その男には、注意しろ!

崔 梨遙(再)

1話完結:1000字

 20歳前半から20代半ば頃のお話。



 飲み会の度に、記憶をなくすまで飲む上司がいた。飲み会の終盤になると必ず姿を消す。そして、男性用トイレで発見される。トイレで寝ているのだ。そして、何故か、いつも自分の吐いたゲロに顔を突っ込んで寝ていた。だから顔から上半身にかけてゲロまみれになっている。


 その深酒を、本人は“ストレスや!”と言う。確かに、新工場の立ち上げで忙しい時期だった。残業で、ほとんど毎晩帰宅は23時から0時。休日出勤も多かった。だが、それは僕等も一緒だった。僕だって、毎月100時間以上の残業をしていた。多いときは140時間だった。みんなストレスは溜まっているのだ。だから、仕事のストレスだ! という言い訳を僕は認めない。

 

 問題は、そのゲロ男だ。勿論、そんなゲロまみれな男を自宅まで送り届けるのは皆が嫌がる。仕方がないので、直属の部下である僕が送ることになる。僕は酒が飲めないので、いつも車で来ていた。だから、余計に僕が送ることになる。


 よって、そのゲロの塊を家まで送るのは、いつの間にか僕の仕事になっていた。正直、嫌で嫌で仕方がなかった。座席を汚されたくなかったので、新聞紙を敷いて乗せていた。それでも臭い。新聞紙を敷いても臭いはカット出来ない。


 家に上司を届けると、いつも奥さんが申し訳なさそうに、


「いつもいつも、すみませんねえ」


と謝ってくれるのだが、謝罪は要らないからなんとかしてほしかった。だから、


「すみません」


と言われても、僕は、


「かまいませんよ」


などとは言わなかった。“すみません”を、僕はいつも無視していた。僕は無言で上司を奥さんに渡して無言で帰った。


「じゃあ、失礼します」


その一言だけかなぁ、最低限のことしか言わない。


 内心、


「旦那さんの躾をしてくださいよ」


と、言いたかったが、さすがにそれは最後まで言わなかった。僕たちは、その上司のことを陰で“ゲロ男”と呼んでいた。

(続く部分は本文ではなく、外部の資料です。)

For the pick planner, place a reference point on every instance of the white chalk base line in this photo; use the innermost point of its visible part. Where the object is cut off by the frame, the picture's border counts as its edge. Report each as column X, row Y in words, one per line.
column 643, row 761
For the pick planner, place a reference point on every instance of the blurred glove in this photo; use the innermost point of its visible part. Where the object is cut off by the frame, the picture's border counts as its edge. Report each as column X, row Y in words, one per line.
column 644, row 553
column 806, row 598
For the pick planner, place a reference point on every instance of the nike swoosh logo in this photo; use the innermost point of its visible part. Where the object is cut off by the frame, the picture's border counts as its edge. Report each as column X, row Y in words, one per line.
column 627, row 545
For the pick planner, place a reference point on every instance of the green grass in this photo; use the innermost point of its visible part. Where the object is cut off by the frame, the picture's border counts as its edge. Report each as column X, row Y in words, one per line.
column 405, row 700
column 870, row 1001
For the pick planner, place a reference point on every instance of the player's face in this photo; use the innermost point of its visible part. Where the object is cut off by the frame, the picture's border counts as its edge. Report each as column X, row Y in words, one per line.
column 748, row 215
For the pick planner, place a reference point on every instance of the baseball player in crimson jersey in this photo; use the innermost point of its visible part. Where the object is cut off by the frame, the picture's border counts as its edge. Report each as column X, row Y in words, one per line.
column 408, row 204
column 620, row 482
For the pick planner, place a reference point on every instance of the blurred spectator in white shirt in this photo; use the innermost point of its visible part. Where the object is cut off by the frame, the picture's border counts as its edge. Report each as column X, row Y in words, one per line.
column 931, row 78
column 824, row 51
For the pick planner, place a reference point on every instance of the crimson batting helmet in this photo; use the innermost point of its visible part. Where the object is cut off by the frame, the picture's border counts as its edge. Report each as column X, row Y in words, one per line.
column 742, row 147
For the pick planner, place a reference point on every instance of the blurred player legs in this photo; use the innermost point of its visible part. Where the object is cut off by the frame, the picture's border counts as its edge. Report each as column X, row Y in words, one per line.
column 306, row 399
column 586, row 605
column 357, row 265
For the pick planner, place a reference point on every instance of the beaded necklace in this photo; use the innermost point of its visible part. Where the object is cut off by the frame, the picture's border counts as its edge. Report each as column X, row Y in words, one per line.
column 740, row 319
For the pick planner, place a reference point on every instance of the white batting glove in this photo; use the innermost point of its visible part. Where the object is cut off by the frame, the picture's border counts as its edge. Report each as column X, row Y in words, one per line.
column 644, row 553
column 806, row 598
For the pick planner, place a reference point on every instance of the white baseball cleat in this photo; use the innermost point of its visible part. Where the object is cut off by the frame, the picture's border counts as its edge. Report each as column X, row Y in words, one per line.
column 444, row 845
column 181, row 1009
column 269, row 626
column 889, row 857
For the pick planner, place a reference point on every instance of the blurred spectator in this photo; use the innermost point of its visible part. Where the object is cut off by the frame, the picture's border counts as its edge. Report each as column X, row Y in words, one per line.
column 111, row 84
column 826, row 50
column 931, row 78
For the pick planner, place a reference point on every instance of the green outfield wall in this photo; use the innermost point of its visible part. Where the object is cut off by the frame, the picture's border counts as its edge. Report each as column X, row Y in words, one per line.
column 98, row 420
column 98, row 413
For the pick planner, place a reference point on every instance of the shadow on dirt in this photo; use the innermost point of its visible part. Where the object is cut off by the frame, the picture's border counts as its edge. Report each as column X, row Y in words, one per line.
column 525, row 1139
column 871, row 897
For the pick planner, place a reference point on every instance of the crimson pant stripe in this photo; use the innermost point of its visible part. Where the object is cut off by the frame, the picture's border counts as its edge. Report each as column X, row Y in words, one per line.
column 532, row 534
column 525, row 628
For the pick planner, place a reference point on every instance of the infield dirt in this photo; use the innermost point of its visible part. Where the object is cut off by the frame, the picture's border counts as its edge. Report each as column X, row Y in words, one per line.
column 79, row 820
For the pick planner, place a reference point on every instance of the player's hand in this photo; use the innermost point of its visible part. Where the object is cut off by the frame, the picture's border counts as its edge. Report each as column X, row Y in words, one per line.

「送ってくれたらしいなぁ、すまんなぁ、昨日は飲み過ぎて記憶がないねん」


 毎回、酒のせいにしてごまかすから進歩は無い。僕は、酒のせいにしたり、酔ってたからおぼえていない、というタイプの人間は嫌いだ!



 そして、僕はまたゲロ男を家まで送った。



 最終的には、僕は飲み会に行かなくなった。飲み会に行かなければ、不快な思いをしなくてもいい! 僕の後任として、誰がゲロ男を家まで送るようになったのか? それは知らない。